What they're trying to say, using the usual feminist sociology over-loquatiousness is:
For some on the planet, keeping it under 2 degrees will preserve a relatively familiar or at least acceptable quality of life.
For others on the planet, quality of life can only be preserved by keeping it under, say 1.5 degrees, or even one degree.
The first group (that can live with a higher threshold) are those in the upper portions of the global economic scale, and it's an acceptable rise for them because they can also afford technologies and tools (getting crude, say, air conditioners, new home materials, new kinds of agricultural output, etc.) that make a 2 degree rise tolerable.
The second group (that can't live at the 2 degree threshold, and really need a lower one) are going to tend to be in the lower portions of the global economic scale, who won't have access to the technologies and tools that make a 2 degree rise livable for those at the top of the scale.

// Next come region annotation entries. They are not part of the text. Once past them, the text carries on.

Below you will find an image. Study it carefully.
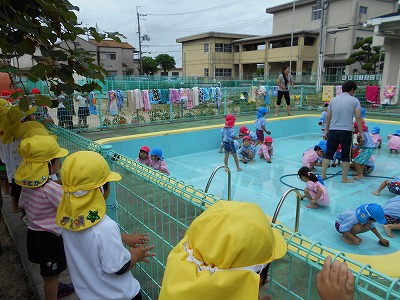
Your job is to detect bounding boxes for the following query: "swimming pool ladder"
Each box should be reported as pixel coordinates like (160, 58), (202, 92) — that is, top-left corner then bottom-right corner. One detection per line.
(272, 188), (302, 232)
(204, 165), (231, 200)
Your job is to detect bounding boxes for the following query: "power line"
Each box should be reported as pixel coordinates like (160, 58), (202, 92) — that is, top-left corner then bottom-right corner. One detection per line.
(147, 0), (252, 17)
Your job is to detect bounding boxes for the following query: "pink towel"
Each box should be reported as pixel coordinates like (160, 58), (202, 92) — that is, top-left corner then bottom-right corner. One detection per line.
(336, 85), (343, 96)
(365, 86), (380, 105)
(383, 85), (396, 98)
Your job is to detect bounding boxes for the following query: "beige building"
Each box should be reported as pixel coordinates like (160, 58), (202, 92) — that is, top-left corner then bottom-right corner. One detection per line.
(366, 12), (400, 105)
(176, 0), (398, 81)
(176, 32), (255, 77)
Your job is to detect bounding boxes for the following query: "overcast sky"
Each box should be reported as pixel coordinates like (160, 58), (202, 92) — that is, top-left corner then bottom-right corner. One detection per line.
(70, 0), (293, 67)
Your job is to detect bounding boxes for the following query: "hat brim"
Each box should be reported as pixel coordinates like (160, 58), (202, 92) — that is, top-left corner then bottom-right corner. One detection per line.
(14, 162), (49, 188)
(106, 171), (122, 182)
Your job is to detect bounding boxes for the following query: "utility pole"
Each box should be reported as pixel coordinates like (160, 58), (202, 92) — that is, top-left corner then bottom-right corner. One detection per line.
(136, 6), (143, 75)
(317, 0), (329, 91)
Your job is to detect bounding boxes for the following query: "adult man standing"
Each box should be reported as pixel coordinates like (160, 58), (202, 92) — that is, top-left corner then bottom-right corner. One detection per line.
(321, 80), (364, 183)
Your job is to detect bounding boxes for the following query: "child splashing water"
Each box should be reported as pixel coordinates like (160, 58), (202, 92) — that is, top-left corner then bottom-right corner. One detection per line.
(221, 114), (242, 172)
(297, 167), (330, 208)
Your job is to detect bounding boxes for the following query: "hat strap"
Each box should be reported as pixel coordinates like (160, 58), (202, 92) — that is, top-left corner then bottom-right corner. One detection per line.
(183, 242), (267, 275)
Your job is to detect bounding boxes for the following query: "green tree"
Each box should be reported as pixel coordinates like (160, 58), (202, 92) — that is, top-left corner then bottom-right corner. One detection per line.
(155, 54), (176, 73)
(0, 0), (122, 110)
(344, 36), (385, 74)
(142, 56), (158, 75)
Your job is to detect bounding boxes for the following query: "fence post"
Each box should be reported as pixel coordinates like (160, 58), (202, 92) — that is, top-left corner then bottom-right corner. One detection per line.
(100, 145), (118, 223)
(169, 101), (174, 123)
(224, 87), (228, 116)
(299, 85), (304, 109)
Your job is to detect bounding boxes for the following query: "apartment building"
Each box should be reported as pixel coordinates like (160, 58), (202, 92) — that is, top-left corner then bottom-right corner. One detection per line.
(176, 0), (398, 80)
(176, 32), (255, 77)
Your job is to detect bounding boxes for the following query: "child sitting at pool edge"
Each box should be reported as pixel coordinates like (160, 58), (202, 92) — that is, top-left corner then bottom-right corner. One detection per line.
(257, 136), (274, 164)
(221, 114), (242, 172)
(150, 148), (170, 175)
(254, 107), (271, 146)
(335, 203), (389, 247)
(238, 135), (257, 164)
(297, 167), (330, 208)
(136, 146), (151, 166)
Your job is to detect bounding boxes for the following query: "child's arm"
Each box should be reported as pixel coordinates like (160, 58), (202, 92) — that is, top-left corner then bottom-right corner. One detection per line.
(127, 242), (156, 271)
(261, 125), (271, 134)
(371, 227), (389, 247)
(343, 231), (362, 245)
(121, 228), (149, 247)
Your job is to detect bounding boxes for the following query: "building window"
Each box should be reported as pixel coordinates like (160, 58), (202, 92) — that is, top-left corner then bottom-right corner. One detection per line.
(215, 68), (232, 77)
(106, 52), (117, 60)
(204, 43), (208, 53)
(311, 5), (322, 21)
(215, 43), (232, 52)
(359, 6), (368, 15)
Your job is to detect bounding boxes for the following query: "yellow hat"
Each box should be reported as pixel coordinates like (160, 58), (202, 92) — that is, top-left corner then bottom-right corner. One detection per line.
(56, 151), (121, 231)
(14, 136), (68, 188)
(0, 106), (36, 144)
(159, 201), (287, 300)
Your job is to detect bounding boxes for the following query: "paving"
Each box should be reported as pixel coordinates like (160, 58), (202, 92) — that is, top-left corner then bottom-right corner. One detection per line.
(2, 111), (398, 300)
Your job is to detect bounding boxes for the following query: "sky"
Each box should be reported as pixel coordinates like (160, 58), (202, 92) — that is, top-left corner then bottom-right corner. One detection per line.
(70, 0), (293, 67)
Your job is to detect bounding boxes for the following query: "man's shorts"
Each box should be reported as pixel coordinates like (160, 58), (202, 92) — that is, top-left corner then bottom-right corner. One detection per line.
(354, 148), (375, 165)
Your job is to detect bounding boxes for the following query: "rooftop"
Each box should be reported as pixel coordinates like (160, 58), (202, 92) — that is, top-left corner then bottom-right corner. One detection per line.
(89, 39), (135, 49)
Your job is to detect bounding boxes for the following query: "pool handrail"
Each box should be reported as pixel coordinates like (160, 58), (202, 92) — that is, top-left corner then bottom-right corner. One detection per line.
(204, 165), (231, 201)
(271, 188), (302, 232)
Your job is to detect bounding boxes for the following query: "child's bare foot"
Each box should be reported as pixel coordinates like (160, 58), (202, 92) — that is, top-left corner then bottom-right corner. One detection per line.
(340, 177), (354, 183)
(342, 235), (356, 245)
(12, 206), (21, 213)
(306, 203), (319, 208)
(383, 225), (395, 238)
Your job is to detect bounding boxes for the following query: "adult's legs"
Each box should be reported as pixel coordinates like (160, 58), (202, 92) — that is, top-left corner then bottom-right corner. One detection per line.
(275, 91), (283, 117)
(43, 274), (60, 300)
(284, 91), (293, 116)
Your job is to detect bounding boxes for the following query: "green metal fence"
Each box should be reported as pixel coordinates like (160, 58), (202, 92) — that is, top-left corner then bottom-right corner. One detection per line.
(22, 79), (400, 131)
(48, 124), (400, 299)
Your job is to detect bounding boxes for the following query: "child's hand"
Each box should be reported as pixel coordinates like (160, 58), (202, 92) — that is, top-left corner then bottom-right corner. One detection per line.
(122, 228), (149, 247)
(129, 242), (156, 263)
(351, 236), (362, 245)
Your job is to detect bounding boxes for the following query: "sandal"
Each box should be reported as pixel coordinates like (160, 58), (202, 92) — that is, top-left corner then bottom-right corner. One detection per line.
(57, 282), (75, 299)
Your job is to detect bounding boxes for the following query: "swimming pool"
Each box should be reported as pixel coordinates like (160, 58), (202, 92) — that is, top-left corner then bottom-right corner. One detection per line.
(98, 115), (400, 273)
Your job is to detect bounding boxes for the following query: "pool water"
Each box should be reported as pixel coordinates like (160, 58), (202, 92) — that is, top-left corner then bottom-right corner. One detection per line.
(99, 116), (400, 255)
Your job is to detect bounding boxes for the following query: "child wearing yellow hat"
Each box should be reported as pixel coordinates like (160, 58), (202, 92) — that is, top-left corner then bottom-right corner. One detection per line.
(14, 136), (74, 299)
(56, 151), (155, 300)
(159, 200), (287, 300)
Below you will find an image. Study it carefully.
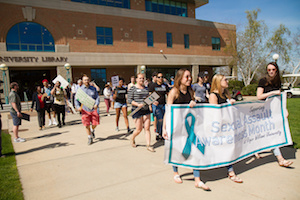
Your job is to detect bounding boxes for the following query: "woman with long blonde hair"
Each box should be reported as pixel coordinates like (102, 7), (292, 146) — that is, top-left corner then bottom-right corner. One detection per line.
(209, 74), (243, 183)
(163, 69), (210, 191)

Policymakers and scientists tend, by virtue of their privileged position, to be in the first group, and have thus set the 2 degree rise in connection with thinking of their own, best-case lifestyles, rather than—say—a member of one of the globe's largely impoverished equatorial populations without access to much in the way of resources, tools, or technologies already.
It's a good point: the effects are not uniform, and if 2 degrees is the upper bound for the people who are the globe's *most* comfortable, then it's probably a bad upper bound in general, because it will "cook" (even more than already occurs) those that are the *least* comfortable.
It was, however, bad language and clarity—which is a sin that social science commits far too often.